George Mason University’s Sushil Jajodia is among the 70 researchers named as Fellows by the Association for Computing Machinery.

The ACM Fellows program recognizes the top 1% of ACM members for their outstanding accomplishments in computing and information technology and/or outstanding service to ACM and the larger computing community.

The association recognizes the contributions of professionals in the advancement of algorithms, computer science education, cryptography, data security and privacy, medical informatics, and mobile and networked systems other technological fields of use every day.

Jajodia, a University Professor and the director of Center for Secure Information Systems within the College of Engineering and Computing, was specifically cited for his contributions to cybersecurity, data protection and privacy.

Jajodia's research interests include security, privacy, databases, and distributed systems. He has authored or coauthored seven books, edited 53 books and conference proceedings, and published more than 500 technical papers in the refereed journals and conference proceedings. Five of his books have been translated in Chinese. 

He is also a holder of 25 patents. His current research sponsors are the Army Research Office, Office of Naval Research, U.S. Army Combat Capabilities Development Command (DEVCOM), National Security Agency (NSA), National Science Foundation (NSF), Knowledge Based Systems Inc., and Intelligent Automation Inc.

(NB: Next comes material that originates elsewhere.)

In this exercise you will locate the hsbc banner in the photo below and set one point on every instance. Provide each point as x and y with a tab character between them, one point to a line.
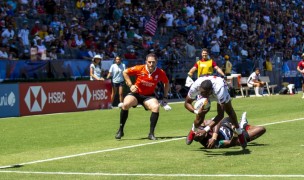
55	97
9	100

“I am honored to be named as an ACM Fellow,” Jajodia said. “Fellows are nominated by their peers, and nominations are reviewed by a distinguished committee. As an academician, it is extremely satisfying to have my work recognized in this way.”

“Computing professionals have brought about leapfrog advances in how we live, work, and play,” ACM President Gabriele Kotsis. “New technologies are the result of skillfully combining the individual contributions of numerous men and women, often building upon diverse contributions that have emerged over decades. But technological progress would not be possible without the essential building blocks of individual contributors."

The accolade is the latest for Jajodia, who was previously named a Fellow of the International Federation for Information Processing in December because of his “unparalleled technical contributions to cybersecurity.”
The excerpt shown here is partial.